ECLI:NL:RVS:2021:2728
Raad van State
- Hoger beroep
- Rechtspraak.nl
Voorlopige voorziening in asielzaak met betrekking tot uitzetting en proceskostenvergoeding
In deze zaak heeft de voorzieningenrechter van de Afdeling bestuursrechtspraak van de Raad van State op 3 december 2021 uitspraak gedaan over een verzoek om een voorlopige voorziening in het kader van een hoger beroep. De vreemdeling had eerder een aanvraag voor een verblijfsvergunning asiel voor bepaalde tijd ingediend, welke door de staatssecretaris van Justitie en Veiligheid op 4 juni 2021 was afgewezen. De rechtbank Den Haag had op 26 november 2021 het beroep van de vreemdeling ongegrond verklaard, waarna zij hoger beroep instelde en verzocht om een voorlopige voorziening.
De vreemdeling verzocht de voorzieningenrechter om te bepalen dat zij niet zou worden uitgezet totdat er op het hoger beroep was beslist, en om opvang en verstrekkingen te ontvangen. De voorzieningenrechter heeft, gelet op de aangevoerde argumenten, besloten om de voorlopige voorziening te treffen. Dit houdt in dat de vreemdeling niet mag worden uitgezet totdat er een beslissing is genomen op het hoger beroep. Daarnaast is de staatssecretaris veroordeeld tot vergoeding van de proceskosten die de vreemdeling heeft gemaakt in verband met de behandeling van het verzoek, tot een bedrag van € 748,00, dat geheel is toe te rekenen aan beroepsmatige rechtsbijstand.

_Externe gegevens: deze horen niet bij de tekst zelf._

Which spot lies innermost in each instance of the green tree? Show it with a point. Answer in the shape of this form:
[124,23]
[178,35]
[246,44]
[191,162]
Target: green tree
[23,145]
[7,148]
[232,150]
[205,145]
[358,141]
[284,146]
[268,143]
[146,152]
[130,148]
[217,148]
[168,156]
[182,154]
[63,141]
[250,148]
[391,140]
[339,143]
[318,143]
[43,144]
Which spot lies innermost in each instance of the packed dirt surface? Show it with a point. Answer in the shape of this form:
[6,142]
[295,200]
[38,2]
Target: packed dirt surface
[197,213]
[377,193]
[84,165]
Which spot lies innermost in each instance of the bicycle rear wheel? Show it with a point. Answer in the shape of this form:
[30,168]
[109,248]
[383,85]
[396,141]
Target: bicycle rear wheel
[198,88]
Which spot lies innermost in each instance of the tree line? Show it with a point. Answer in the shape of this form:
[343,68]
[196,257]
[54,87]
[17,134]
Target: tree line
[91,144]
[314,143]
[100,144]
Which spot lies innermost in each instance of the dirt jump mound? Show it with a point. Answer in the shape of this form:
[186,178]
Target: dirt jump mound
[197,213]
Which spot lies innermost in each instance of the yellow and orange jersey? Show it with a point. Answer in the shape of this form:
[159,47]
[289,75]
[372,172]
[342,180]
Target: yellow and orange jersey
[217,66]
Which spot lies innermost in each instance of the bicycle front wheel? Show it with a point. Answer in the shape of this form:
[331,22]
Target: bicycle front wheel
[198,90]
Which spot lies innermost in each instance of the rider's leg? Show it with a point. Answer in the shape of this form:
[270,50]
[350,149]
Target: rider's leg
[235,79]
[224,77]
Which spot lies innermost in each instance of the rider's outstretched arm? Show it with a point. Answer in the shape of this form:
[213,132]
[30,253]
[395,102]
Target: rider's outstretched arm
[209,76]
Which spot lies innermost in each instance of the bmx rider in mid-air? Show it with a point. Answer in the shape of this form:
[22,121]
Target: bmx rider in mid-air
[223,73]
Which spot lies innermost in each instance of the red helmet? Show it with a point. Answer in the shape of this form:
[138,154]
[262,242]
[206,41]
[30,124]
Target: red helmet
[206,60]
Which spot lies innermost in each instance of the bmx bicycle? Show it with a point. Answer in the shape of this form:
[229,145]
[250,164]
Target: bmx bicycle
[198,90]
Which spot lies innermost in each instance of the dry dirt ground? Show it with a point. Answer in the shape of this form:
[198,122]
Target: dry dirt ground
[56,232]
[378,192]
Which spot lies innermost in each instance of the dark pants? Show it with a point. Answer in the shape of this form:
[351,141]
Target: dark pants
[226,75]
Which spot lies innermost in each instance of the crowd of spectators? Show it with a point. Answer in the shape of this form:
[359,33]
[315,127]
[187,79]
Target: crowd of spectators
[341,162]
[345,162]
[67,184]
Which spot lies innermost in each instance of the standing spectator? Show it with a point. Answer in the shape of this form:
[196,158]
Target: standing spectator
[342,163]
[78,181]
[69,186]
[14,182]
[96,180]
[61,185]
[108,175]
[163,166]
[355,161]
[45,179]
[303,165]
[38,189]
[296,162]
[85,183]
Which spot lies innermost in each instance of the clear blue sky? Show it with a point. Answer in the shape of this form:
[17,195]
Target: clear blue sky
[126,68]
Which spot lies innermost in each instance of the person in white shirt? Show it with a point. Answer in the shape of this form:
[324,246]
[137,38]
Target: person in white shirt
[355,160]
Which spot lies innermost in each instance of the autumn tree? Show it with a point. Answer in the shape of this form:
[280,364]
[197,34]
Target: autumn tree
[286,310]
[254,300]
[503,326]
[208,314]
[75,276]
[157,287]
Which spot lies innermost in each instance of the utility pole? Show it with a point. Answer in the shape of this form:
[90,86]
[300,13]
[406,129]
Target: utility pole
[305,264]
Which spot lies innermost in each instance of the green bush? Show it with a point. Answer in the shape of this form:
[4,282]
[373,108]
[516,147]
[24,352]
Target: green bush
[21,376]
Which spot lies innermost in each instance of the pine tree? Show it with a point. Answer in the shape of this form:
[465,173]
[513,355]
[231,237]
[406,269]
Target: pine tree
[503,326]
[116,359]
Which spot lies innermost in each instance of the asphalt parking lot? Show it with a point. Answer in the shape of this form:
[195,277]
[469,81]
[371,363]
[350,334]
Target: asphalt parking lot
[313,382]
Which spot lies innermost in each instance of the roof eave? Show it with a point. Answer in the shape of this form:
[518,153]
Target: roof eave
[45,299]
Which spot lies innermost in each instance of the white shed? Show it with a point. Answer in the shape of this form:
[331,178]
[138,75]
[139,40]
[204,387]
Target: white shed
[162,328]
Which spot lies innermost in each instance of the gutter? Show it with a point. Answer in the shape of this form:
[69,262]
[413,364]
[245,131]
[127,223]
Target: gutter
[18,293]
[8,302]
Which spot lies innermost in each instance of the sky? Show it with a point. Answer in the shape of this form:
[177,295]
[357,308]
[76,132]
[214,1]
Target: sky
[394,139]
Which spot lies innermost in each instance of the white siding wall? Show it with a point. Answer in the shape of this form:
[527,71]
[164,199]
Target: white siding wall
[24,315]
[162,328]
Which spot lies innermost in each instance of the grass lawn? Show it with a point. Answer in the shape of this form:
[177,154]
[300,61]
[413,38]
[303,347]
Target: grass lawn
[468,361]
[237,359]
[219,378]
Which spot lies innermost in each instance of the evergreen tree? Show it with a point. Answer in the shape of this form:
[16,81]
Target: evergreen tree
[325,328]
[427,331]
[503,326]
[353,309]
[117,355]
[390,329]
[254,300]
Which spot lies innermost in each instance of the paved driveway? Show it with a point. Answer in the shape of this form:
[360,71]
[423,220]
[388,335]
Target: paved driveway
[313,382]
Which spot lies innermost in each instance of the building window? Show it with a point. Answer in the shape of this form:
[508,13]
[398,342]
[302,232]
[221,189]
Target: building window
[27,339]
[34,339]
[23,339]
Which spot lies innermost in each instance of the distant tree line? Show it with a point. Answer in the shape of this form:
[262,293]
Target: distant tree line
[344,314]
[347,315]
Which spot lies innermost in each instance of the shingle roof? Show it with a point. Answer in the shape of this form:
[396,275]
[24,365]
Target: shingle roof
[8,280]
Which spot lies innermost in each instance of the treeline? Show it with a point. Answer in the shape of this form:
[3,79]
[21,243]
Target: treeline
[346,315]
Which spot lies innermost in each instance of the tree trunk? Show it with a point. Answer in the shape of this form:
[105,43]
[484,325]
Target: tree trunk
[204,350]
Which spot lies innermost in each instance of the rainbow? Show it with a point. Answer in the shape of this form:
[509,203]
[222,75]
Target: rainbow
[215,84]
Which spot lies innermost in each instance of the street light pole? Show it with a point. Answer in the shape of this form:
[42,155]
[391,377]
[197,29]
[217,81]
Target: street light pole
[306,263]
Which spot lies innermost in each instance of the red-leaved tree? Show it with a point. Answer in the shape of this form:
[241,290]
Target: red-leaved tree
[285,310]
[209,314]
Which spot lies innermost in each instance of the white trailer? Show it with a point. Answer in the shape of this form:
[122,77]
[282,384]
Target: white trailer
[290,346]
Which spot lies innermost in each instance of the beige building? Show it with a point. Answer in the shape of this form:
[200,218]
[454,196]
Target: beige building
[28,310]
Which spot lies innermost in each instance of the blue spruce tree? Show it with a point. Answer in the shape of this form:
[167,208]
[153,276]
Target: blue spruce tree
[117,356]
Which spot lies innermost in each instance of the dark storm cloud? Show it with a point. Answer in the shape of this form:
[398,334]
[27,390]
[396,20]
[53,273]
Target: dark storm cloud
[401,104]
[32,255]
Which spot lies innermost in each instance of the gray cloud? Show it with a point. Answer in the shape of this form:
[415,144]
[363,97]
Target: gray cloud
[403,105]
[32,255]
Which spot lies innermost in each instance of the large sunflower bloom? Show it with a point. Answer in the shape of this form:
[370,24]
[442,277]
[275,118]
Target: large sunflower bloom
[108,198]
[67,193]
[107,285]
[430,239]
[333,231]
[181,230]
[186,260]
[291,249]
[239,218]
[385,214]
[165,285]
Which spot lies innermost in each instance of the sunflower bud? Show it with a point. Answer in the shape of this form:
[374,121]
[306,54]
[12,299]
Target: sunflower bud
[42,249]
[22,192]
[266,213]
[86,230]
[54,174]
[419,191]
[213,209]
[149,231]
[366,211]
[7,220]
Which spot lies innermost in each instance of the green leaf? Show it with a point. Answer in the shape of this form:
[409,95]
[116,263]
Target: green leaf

Deze uitspraak benadrukt het belang van het recht op een eerlijk proces en de bescherming van vreemdelingen in asielprocedures. De voorzieningenrechter heeft de belangen van de vreemdeling afgewogen tegen de belangen van de staat en heeft besloten dat het in dit geval noodzakelijk was om een voorlopige voorziening te treffen.